No dolía. Yuuri casi resplandeció al notar que, pese al nuestro dicho por esa mujer que se suponía, por parte de la sociedad, ser su fantasía masculina, no sentía celos. Solo una empatía por el cariño que ella mostraba hacia su novio.

- Era un completo desastre para esto de las cuestiones posturales… Sé que eres su fan número uno, Yuuri, pero… Ahhh, mi amor, ¡si lo hubieras visto cuando tenía ocho años! –hizo un gesto de desagrado un tanto gracioso- Alguna vez comentamos con Kotaro que parecía que andaba estreñido todo el tiempo, porque apretaba las nalgas todo el rato.

- Y por eso mismo casi se cae la primera vez que fue a Patí. En su empeño por subir a mi ritmo, intentaba avanzar, pero apretando el trasero, y… Ahhh, yo creo que alguien debió asustarlo alguna vez con esto de las relaciones homosexuales…
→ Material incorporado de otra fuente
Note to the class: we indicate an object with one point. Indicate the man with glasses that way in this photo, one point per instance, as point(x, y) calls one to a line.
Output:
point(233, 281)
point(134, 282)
- Jajaja, para nada, ya saben que mini Vitya se activó con una simple lambada y el muy tarado creía que necesitaba ir al baño –Sveta los hizo reír.

- El caso es que mi pequeño mutante me conoció en uno de los desfiles a los que sus padres asistían –se detuvo un instante- Aunque supongo que lo sabes, tengo la edad de Rose, así que yo ya era grandecita cuando lo conocí.

- De mi edad, sí, pero me veo como tu madre –ella gateó, para apoyarse en sus piernas- Jajaja, mentira, princesa, sigue- acarició sus cabellos, con una mirada cargada de cariño.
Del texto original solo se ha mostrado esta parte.